American ski coach (1925–2025)

Erich Sailer (November 7, 1925 - August 2025), a member of the US Ski and Snowboard Hall of Fame, is known for his work with Lindsey Vonn and other Minnesota athletes as the racing coach and director of Buck Hill in Burnsville, Minnesota where he coached from 1969 to 2022.

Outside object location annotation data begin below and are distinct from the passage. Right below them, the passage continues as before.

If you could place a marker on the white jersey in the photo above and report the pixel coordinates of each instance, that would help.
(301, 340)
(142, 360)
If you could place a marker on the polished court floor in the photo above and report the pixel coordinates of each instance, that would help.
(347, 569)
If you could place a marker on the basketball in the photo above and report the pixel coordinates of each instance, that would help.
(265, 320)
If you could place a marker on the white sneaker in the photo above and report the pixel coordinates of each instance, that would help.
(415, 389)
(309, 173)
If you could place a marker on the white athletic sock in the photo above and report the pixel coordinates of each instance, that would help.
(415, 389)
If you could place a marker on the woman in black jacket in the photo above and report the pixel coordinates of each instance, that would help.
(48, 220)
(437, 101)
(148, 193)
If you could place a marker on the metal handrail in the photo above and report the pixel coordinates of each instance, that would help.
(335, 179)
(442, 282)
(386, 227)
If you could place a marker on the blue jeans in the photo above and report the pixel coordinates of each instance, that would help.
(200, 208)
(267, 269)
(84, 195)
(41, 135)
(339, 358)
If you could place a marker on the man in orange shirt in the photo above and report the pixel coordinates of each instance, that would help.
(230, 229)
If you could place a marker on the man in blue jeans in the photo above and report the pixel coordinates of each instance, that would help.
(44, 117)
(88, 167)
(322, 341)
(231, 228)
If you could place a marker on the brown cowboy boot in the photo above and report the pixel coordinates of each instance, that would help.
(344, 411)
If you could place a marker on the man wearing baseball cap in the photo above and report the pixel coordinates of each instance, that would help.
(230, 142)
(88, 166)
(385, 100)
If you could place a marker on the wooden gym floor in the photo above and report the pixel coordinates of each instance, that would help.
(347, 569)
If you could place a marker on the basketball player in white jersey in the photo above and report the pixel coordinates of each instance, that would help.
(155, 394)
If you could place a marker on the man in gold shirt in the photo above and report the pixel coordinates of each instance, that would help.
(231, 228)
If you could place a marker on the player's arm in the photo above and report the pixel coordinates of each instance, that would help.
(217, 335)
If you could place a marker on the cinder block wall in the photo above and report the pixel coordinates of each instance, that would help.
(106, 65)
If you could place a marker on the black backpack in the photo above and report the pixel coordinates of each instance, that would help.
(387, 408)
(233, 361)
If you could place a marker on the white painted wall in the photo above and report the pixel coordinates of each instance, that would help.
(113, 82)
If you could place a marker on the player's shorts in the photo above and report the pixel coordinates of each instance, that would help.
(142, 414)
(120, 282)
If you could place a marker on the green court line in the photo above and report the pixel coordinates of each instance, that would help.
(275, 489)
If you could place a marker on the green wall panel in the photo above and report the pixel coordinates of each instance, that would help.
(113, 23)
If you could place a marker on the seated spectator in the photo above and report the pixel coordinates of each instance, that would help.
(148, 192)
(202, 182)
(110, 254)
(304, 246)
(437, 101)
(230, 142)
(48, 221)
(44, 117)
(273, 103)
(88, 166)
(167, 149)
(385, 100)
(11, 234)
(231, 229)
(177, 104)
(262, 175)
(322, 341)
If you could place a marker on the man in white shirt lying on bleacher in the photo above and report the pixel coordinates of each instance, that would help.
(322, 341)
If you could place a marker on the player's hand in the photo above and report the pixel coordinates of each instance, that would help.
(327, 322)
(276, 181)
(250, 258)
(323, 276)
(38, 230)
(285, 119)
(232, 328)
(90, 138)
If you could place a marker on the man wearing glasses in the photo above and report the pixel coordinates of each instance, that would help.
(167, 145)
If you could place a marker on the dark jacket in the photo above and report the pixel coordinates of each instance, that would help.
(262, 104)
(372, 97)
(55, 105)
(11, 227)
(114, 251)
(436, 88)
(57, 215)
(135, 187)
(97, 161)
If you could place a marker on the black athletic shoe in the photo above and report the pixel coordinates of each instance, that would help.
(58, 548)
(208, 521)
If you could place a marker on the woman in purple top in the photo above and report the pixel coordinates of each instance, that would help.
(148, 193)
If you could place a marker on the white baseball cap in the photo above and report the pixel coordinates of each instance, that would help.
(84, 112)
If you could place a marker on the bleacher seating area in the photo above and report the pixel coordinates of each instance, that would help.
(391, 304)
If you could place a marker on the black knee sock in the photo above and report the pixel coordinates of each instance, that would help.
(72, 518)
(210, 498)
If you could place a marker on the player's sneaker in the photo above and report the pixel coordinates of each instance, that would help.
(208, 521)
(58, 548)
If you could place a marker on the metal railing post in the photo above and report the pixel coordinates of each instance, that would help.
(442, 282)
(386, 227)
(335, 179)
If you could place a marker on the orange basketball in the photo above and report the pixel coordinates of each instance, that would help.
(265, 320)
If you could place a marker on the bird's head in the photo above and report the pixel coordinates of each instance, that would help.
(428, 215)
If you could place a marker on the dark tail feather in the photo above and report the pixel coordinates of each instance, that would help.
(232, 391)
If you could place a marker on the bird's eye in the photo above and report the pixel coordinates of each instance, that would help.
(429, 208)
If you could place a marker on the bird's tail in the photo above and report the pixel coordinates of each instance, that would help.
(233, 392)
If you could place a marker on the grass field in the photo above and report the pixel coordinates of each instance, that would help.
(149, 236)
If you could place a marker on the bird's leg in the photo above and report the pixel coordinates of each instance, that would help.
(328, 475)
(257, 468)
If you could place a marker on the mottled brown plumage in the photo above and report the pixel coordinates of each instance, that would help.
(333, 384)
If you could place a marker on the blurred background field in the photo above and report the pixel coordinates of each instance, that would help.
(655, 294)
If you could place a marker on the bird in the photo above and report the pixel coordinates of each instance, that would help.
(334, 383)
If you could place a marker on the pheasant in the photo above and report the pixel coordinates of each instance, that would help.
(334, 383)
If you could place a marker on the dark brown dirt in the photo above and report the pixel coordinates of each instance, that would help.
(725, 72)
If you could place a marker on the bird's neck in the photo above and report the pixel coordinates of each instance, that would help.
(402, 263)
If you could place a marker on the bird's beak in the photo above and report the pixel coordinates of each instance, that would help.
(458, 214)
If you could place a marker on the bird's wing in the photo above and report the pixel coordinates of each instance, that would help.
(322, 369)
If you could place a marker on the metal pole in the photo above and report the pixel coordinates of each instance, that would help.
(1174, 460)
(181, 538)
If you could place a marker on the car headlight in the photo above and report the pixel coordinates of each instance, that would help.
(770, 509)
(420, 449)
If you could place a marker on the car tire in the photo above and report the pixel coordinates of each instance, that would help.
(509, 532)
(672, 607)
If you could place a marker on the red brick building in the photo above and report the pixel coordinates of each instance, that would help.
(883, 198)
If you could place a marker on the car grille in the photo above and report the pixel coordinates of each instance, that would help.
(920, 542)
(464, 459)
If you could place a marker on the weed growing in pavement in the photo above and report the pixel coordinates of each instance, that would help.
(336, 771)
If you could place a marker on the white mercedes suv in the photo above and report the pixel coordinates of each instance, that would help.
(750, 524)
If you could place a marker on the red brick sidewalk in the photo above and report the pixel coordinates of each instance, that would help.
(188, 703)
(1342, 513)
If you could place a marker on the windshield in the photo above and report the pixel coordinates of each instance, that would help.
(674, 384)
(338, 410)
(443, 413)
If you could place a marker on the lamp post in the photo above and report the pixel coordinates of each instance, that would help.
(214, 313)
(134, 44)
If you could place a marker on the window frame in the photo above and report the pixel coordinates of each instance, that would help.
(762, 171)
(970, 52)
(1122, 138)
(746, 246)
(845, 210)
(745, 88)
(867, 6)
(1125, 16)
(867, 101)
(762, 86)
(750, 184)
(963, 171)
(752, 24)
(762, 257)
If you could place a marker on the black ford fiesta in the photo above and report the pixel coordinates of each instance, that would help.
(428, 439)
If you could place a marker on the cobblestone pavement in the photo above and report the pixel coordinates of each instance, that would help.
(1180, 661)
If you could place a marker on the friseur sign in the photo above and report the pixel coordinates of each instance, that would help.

After a move to Vancouver, Canada, Sailer established summer ski racing in North America with a camp he operated in Oregon at Mount Hood and later operated another camp in Montana which grew into the largest ski-racing camp before moving to Minnesota in 1969. Among the Olympians for whom he was a youth coach are Vonn, Kristina Koznick, Julia Mancuso, Tasha Nelson, Sarah Schleper, and Resi Stiegler who competed in 2002, Salt Lake City and 2006 in Turin. Sailer also coached Vonn's father Alan. He was inducted into the Ski and Snowboard Hall of Fame in 2005, the first development coach recognized with that honor.

Sailer was born Erich Josef Johann Sailer in Telfs, Austria, died in August 2025 in Edina, Minnesota from complications of falls. He is survived by his wife Ursula, a daughter, Martina, and two grandchildren.